Fairly recently I built a web scraper for Node.js to grab content from a single domain and store it into MySQL, more or less as a learning excersize. The obvious application of this for me was to build a custom Lorem Ipsum generator (Markov Chain Generator) for our department (Marketing) so our designers could pull it as filler text. This lead to a problem that perhaps should have been obvious from the start; Markov Chains take a lot of time to generate.

“A lot” is a relative term, but each paragraph took at least 3-5 seconds to generate. This would be totally unnaceptable to a user trying to use the service to generate an average of 4 paragraphs (up to 20 second page loads), but luckily there was an easy workaround.
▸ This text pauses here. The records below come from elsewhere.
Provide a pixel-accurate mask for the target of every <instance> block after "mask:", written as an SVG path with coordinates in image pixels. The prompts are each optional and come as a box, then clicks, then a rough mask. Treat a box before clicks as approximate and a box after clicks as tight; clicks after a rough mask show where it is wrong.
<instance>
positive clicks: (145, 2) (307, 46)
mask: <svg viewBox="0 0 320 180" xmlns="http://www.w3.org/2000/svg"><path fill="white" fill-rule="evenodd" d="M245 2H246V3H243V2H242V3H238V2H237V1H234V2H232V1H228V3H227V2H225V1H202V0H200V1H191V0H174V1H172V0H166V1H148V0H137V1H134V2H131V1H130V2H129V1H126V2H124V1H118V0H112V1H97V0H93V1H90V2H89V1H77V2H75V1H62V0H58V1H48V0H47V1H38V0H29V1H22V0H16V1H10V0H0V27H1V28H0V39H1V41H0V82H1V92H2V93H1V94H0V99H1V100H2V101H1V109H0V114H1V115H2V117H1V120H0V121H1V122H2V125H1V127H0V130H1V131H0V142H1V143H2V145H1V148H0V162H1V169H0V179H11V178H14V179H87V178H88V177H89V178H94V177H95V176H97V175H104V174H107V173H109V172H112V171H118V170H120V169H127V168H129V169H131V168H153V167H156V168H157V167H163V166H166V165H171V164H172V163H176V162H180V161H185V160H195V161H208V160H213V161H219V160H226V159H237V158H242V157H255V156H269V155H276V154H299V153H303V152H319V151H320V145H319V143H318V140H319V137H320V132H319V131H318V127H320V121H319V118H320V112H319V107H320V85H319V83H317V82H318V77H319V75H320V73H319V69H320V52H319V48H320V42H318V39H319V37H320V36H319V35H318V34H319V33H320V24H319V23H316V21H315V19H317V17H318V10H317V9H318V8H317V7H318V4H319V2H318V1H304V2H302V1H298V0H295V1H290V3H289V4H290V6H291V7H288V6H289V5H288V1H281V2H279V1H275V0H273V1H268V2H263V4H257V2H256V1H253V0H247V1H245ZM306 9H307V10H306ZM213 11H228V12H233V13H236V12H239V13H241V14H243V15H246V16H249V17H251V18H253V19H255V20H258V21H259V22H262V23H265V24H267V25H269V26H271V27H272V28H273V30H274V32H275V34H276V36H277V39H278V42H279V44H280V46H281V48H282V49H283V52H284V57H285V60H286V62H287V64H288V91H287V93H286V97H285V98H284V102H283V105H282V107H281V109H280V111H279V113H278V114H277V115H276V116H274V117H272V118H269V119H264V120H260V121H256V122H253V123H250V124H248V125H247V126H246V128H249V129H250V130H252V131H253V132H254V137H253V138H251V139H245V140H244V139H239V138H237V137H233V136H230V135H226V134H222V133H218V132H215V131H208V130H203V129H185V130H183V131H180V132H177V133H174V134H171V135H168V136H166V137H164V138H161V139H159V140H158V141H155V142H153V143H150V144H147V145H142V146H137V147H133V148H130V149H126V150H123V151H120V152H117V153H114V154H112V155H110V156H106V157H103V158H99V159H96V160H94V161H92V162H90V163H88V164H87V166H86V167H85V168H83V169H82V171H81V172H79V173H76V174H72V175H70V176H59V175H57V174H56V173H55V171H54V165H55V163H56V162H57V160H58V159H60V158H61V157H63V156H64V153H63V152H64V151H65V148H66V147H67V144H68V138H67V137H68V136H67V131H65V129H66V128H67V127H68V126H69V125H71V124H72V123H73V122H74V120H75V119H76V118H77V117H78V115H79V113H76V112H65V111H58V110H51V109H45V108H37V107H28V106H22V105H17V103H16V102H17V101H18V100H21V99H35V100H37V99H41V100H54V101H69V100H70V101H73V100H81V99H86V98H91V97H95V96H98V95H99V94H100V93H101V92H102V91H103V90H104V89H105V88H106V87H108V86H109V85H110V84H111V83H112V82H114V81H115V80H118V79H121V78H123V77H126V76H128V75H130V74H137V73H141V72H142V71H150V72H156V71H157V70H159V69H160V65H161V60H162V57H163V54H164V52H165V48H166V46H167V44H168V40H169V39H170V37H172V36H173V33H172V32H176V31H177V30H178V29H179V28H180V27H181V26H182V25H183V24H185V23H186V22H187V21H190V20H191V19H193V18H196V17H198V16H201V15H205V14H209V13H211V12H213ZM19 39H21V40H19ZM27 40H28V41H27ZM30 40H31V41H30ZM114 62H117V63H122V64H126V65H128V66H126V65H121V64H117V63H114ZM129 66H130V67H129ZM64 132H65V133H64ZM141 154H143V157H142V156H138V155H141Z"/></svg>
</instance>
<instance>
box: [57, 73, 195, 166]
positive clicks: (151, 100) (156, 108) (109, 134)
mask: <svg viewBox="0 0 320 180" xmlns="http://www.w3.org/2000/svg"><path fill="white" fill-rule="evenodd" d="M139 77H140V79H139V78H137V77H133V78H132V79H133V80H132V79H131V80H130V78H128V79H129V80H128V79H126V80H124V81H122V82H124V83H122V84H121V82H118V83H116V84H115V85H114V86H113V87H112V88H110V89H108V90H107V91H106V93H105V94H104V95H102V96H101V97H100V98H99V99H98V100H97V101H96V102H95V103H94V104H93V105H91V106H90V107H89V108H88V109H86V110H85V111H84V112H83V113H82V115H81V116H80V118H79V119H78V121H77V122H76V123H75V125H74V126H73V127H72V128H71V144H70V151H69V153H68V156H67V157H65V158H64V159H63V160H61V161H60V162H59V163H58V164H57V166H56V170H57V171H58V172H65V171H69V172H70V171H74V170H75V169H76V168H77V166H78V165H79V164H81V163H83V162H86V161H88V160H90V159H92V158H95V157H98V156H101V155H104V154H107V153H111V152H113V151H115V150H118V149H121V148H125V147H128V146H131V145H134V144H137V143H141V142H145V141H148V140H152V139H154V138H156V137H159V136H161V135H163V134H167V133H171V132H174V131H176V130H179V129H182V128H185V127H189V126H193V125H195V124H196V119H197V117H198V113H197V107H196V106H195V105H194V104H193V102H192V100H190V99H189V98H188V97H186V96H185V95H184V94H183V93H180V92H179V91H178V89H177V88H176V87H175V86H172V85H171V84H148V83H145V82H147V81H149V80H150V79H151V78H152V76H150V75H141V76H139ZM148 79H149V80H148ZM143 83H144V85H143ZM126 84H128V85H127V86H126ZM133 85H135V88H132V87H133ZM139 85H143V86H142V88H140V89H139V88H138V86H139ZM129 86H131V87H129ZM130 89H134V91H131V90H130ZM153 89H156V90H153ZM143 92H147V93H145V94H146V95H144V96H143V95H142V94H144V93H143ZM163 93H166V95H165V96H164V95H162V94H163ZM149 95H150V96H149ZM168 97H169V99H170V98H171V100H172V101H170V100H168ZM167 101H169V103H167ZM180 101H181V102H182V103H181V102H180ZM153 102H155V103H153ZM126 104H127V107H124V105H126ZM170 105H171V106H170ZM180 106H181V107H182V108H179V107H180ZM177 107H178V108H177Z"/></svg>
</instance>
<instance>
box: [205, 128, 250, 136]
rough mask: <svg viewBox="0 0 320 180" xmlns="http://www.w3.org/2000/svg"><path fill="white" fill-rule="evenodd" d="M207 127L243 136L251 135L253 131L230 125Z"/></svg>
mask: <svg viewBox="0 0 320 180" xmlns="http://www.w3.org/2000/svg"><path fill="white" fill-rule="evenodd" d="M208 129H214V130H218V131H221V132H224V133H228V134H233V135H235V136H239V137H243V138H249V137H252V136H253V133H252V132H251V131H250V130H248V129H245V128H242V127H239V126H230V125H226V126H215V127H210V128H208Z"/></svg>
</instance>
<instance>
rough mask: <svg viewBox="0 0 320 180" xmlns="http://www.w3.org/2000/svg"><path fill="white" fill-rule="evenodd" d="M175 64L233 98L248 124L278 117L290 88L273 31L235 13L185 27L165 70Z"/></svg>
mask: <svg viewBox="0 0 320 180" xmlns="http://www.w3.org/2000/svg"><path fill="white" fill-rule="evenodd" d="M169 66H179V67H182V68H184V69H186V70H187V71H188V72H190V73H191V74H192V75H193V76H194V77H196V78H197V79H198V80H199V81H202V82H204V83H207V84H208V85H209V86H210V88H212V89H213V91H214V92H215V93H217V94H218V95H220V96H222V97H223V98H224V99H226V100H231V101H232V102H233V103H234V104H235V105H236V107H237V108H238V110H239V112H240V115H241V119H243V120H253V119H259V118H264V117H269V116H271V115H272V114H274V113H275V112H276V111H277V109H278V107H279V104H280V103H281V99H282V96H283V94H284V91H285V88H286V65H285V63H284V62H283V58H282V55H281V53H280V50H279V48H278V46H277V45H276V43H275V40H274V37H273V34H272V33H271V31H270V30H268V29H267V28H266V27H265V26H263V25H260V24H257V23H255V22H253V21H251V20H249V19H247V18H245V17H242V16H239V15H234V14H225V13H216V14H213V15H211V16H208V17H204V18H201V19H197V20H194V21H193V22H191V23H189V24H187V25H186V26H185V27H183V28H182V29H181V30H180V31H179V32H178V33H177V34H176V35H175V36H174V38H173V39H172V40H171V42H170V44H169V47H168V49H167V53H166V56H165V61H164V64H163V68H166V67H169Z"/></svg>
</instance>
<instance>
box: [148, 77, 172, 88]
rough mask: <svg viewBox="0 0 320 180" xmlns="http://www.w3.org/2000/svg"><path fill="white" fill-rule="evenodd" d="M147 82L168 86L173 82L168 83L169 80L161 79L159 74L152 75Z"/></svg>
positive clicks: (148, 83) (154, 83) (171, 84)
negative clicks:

Pre-computing/Caching to the Rescue

The only practical way to make this a service was to pre-compute a bunch of Markov Chains into cache files and call them dynamically. This was useful because it created a sense of randomness, without having to be truly random. We ended up using about 17 cores across 3 machines to run all the generation processes. They were manually started to run indefinitely and the processes were ended when we came back in the morning. This yielded a couple hundred megabytes of text, which corresponded to tens of thousands of sentences.

Making it User Friendly

To make it user friendly and easy to access, we split the generated content into 96 text files and returned them from a simple PHP page on our already running Apache installation.

Why 96 files though?

We thought that it would improve performance and reduce memory usage to split the generated text into smaller bits, change the file being read by quarter hour, and pull randomized sentences to form paragraphs of random sentence length. The number of paragraphs was user selectable, and the page returned nearly instantly. We didn’t bother to profile anything since it was running on an internal server and there were no spikes in processing during use, but if it were a public utitility it would be a good idea to do so.